The paper uses the problems experienced in the California market as a case study to help illustrate the problem. California’s new market design began operation in 2009, and immediately it exhibited an peculiar pricing anomaly.

On average, the Real-Time price was higher than the Day-Ahead price. This was due to a very few hours, less than 1% of all hours, when for a short interval of perhaps 5-minutes or so the load was ramping up at an extremely fast rate that exceeded the ramping capability of most of the units that had been dispatched in the Day-Ahead market. In the other 99% of the hours, the Day-Ahead price actually exceeded the Real-Time price by a small amount. During those 1% of hours when load was ramping very quickly, there was no general shortage of supply. Many of the units that had been dispatched for that hour had extra capacity. But they did not have the capacity to ramp up quickly enough to take advantage of that capacity within the 5-minute interval that it was required. Therefore, the system operator had to turn to other, expensive units and raise the price dramatically.

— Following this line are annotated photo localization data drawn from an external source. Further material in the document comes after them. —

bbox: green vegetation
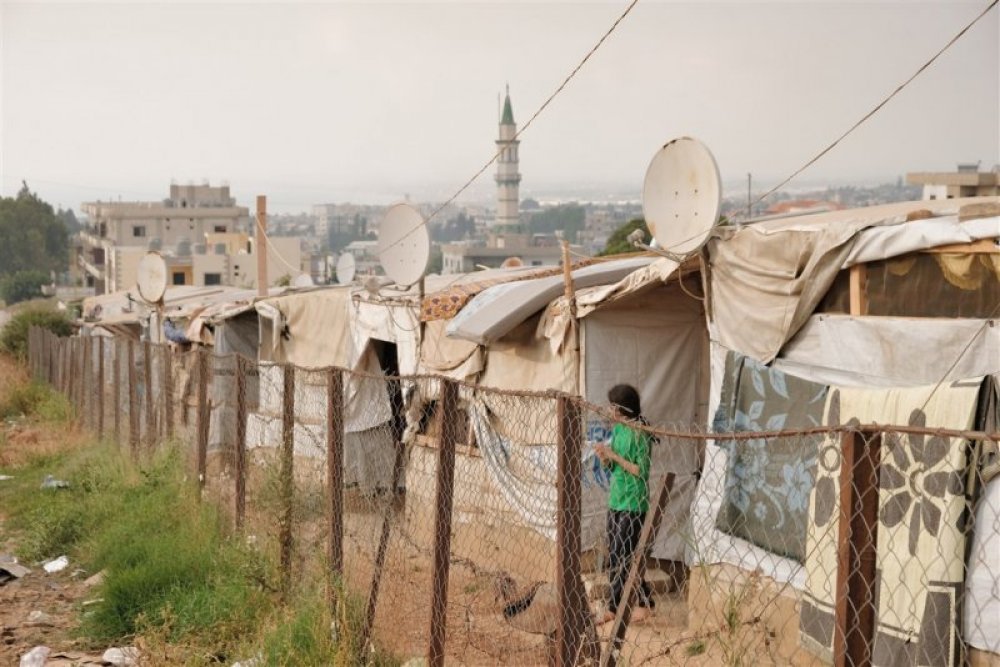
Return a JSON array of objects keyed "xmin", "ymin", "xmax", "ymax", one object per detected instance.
[
  {"xmin": 0, "ymin": 306, "xmax": 73, "ymax": 359},
  {"xmin": 0, "ymin": 182, "xmax": 69, "ymax": 280},
  {"xmin": 0, "ymin": 356, "xmax": 399, "ymax": 666},
  {"xmin": 528, "ymin": 204, "xmax": 585, "ymax": 243},
  {"xmin": 0, "ymin": 270, "xmax": 51, "ymax": 305},
  {"xmin": 600, "ymin": 218, "xmax": 649, "ymax": 256}
]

This price anomaly was an opportunity exploited by financial traders who placed a large quantity of profitable virtual demand bids. Unfortunately, this did not improve system operation. In 99% of the hours, the Day-Ahead price was already above the Real-Time price, and the virtual demand bids only increased the Day-Ahead price yet further. In 1% of the hours, the virtual demand bids increased the total supply scheduled, raising the Day-Ahead price. Unfortunately, this increased supply often did nothing to solve the ramping problem and they system operator was still forced to turn to other, expensive units. Because virtual bids can only be placed for a full hour of generation, which they system was not short of, and not for the short 5-minutes of ramping capacity that the system actually needed, the virtual bids could not effectively solve the problem. Instead, virtual bidding simply added to total system cost, while also producing profits for financial traders that would have to be paid by customer charges.The research generalizes this illustrative example, and shows how the underlying problem with virtual bidding can manifest itself in different situations. It explains how the usual diagnostic of convergence can sometimes fail to accurately reflect whether or not virtual bidding is improving system performance. The research emphasizes that task of evaluating the costs and benefits of virtual bidding is a very demanding one.

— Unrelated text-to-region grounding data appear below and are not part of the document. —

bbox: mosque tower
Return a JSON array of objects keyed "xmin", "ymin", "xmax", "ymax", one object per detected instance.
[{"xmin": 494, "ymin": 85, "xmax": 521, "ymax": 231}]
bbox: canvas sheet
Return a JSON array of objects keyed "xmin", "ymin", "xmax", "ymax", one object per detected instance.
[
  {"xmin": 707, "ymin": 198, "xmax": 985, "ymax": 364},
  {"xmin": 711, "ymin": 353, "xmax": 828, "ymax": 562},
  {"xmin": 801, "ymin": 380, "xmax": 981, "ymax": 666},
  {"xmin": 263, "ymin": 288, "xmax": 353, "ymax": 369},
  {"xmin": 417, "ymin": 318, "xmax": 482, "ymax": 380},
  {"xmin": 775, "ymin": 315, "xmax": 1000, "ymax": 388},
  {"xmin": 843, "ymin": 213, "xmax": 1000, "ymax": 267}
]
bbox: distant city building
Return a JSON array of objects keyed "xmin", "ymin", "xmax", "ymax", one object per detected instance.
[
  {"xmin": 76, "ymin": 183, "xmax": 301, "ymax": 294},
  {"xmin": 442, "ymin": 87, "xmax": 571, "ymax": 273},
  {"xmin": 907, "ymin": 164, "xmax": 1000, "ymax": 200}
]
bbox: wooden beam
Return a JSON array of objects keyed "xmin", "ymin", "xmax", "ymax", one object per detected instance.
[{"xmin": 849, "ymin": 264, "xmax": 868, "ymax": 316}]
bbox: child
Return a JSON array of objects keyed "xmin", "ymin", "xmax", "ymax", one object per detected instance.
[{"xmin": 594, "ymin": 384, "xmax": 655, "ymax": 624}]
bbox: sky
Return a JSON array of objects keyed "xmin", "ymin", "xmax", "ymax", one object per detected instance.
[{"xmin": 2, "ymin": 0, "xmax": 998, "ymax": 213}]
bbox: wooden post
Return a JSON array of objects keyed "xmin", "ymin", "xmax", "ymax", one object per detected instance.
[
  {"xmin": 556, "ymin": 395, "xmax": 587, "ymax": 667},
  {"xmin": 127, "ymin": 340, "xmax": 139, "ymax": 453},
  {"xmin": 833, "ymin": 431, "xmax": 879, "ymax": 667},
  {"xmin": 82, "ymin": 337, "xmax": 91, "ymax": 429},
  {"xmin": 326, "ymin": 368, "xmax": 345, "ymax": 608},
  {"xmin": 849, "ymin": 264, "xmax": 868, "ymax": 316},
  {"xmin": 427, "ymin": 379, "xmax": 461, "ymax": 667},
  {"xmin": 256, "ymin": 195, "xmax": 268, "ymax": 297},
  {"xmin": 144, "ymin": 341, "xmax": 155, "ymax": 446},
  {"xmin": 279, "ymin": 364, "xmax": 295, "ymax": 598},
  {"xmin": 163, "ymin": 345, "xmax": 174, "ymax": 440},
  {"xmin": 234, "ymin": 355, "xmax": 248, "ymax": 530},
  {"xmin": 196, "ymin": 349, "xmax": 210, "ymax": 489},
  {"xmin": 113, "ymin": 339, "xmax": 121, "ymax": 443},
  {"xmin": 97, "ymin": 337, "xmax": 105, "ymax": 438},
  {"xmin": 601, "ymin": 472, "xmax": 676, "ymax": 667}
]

Dr. Parsons’ colleagues at FERC’s Division of Analytics and Surveillance who co-authored this research are Cathleen Colbert, Jeremy Larrieu, Erin Mastrangelo and Taylor Martin.

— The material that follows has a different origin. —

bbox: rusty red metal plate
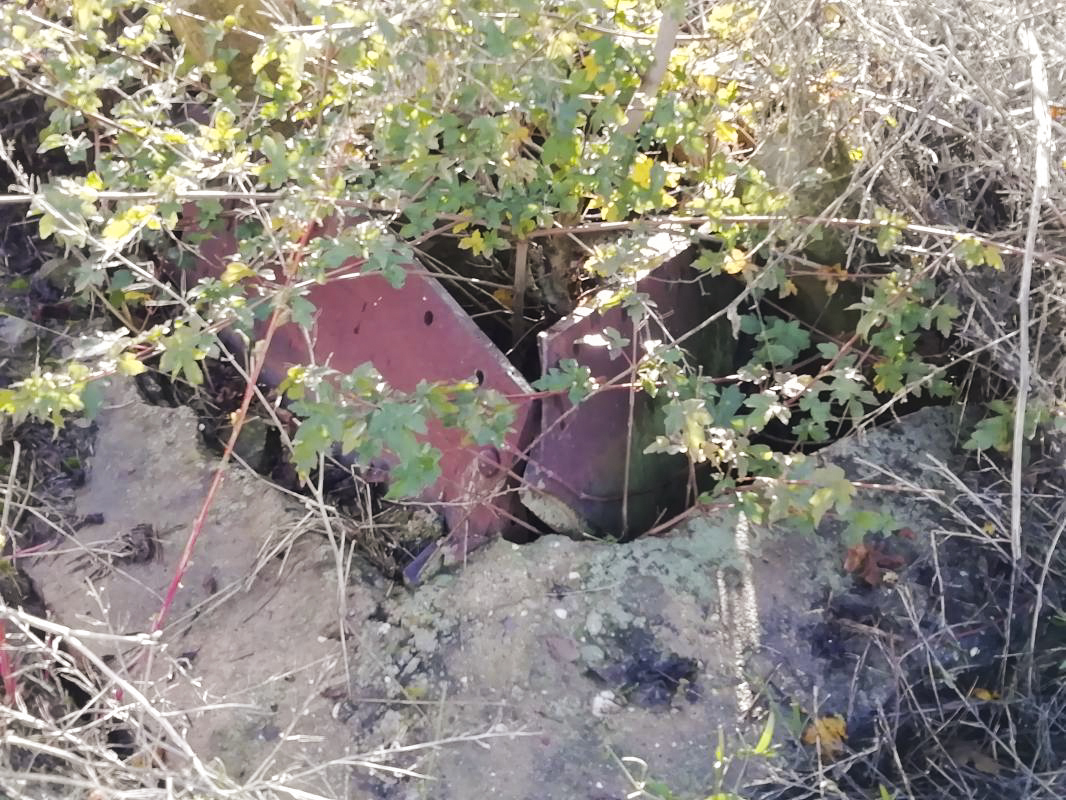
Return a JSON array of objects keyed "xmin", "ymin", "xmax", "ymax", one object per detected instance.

1Parsons, J.E., C. Colbert, J. Larrieu, T. Martin and E. Mastrangelo, 2015: Financial Arbitrage and Efficient Dispatch in Wholesale Electricity Markets. CEEPR Working Paper 2015-002, February, 56 pp.

About The Authors

John Parsons is the Deputy Director for Research of MIT CEEPR. His research focuses on the valuation and financing of investments in energy markets, as well as the problems of risk in energy and environment markets. Recent publications have touched on the value of changing the utilization of transmission to maximize the value of hydro assets and expanded penetration of renewables, the value of investments in life extensions of nuclear power plants, the economics of new microreactors, and the impact of decarbonization on generation assets in the U.S. midcontinent. Dr. Parsons serves as an Associate Member of the U.S. Commodity Futures Trading Commission’s Energy and Environmental Markets Advisory Committee. He has been a Visiting Scholar at the Federal Energy Regulatory Commission. He holds a Ph.D. in Economics from Northwestern University and an A.B. from Princeton University.